6. Workflow Patterns and Applications

Typical agent lifecycle workflows utilizing the NANDA Index include:

• Registration: Agent constructs AgentFacts VC, hosts at FactsURL, submits signed AgentAddr to the Lean Index.
• Discovery/Trust Evaluation: Client fetches AgentAddr, verifies signature, chooses FactsURL/PrivateFactsURL based on policy, verifies AgentFacts, and performs VC status checks.
• Dynamic Endpoint Selection: Based on policy and endpoint classes, the client negotiates with an adaptive resolver or selects among static/rotating endpoints, supporting geo-LB and DDoS resilience.
• Capability Update/Revocation: Updated AgentFacts can be pushed to the FactsURL without index update; revocation is realized through fast-pushed VC-Status list updates.

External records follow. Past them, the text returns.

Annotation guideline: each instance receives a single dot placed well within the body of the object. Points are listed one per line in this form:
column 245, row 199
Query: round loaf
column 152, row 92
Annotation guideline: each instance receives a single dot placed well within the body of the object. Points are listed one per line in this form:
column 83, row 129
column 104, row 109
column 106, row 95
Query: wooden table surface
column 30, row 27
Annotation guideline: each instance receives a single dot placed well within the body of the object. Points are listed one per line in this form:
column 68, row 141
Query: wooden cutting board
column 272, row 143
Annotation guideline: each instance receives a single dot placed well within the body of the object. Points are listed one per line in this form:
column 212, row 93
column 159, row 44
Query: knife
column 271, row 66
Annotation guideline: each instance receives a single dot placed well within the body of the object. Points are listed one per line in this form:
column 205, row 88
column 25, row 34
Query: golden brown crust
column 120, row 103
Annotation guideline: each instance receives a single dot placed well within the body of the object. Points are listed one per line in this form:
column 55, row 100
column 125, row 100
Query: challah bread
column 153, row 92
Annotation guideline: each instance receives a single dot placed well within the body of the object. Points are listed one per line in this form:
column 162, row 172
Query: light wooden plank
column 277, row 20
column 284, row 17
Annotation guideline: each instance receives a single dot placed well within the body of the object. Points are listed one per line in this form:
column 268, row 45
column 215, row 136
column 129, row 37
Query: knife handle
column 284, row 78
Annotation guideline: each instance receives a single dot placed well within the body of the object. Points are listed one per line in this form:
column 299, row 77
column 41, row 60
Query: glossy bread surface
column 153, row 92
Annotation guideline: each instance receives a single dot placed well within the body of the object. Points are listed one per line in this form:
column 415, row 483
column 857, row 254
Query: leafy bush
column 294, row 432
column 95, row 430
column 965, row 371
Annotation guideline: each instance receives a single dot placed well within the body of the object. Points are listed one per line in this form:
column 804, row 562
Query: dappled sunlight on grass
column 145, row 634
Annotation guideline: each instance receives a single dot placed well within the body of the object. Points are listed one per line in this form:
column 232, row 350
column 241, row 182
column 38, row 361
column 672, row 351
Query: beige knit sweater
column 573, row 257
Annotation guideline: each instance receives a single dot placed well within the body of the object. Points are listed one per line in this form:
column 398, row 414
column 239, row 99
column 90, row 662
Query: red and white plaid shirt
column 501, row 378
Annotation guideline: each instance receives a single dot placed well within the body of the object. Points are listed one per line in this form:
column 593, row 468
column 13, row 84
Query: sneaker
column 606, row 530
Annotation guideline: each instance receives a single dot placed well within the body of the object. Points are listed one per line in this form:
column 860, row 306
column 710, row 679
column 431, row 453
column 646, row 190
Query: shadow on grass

A plausible implication is that such modular lifecycle flow—separating identity, claims, and endpoints—enables scalable, autonomous, and secure AI agent ecosystems across organizational and infrastructural boundaries.

7. Formal Completeness, Flexibility, and Generalization

Both NANDA formalizations (NNN clinical, AI agent) are characterized by:

• Completeness: All taxonomic elements are representable; every diagnosis/agent has a schema-validated, canonical model; risk/related factors and credential assertions are first-class.
• Flexibility: Scoring, input constraints, custom institutional policies, and hierarchical/nested compositions are supported in both care process and agent identity workflows.
• Generalization Potential: The separation of lean identity/pointer layers from dynamic, domain-specific metadata, plus CRDT-backed federated updates, suggests applicability for any globally distributed system requiring compositional, verifiable discovery and policy-driven orchestration.

The NANDA Index in both domains exemplifies a state-of-the-art structure for compositional knowledge formalization and globally scalable, verifiably secure identity and capability discovery (Kaes et al., 2014, Raskar et al., 18 Jul 2025, Singh et al., 5 Aug 2025).